New mechanism leading to alleviation of salt-sensitive hypertension by a powerful angiotensin receptor blocker, azilsartan
Abstract
Hypertension is one of the most life-threatening health problems in the modern world. Particularly, salt-sensitive hypertension is often associated with cardiovascular disease and defects in the circadian rhythm of the blood pressure. To date, the effects of angiotensin receptor blocker (ARB) against salt sensitivity and the blood pressure’s circadian rhythm have been obscure. A strong ARB, azilsartan, was previously reported to improve the circadian rhythm of blood pressure in hypertensive patients. In a recently published study, we investigated the mechanism by which azilsartan brought about this reaction. We speculated that azilsartan modulated sodium transporters located in the renal tubules because the circadian rhythm of blood pressure is linked to salt handling in the kidney. We discovered that one sodium transporter, NHE3 protein, in the proximal tubules was greatly attenuated in the kidneys of 5/6 nephrectomized mice that had been treated with azilsartan, although the expression of other sodium transporter proteins remained unchanged.
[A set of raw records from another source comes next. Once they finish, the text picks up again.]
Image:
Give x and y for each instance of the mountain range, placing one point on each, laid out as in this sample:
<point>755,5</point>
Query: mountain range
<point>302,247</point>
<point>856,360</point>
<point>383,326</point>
The genetic expression of NHE3, however, was not changed by azilsartan. In a subsequent in vitro study using OKP cells, we found that NHE3 protein reduction was induced by enhanced protein degradation by proteasomes, not lysosomes, leading to enhanced sodium excretion. It is suggested that diminished salt sensitivity in the 5/6 nephrectomized mice treated with azilsartan was due to a change in sodium handling induced by the reduction of NHE3 protein in the proximal tubules. These mechanisms underlying the decreased salt sensitivity by azilsartan treatment may lead to totally new drug discoveries.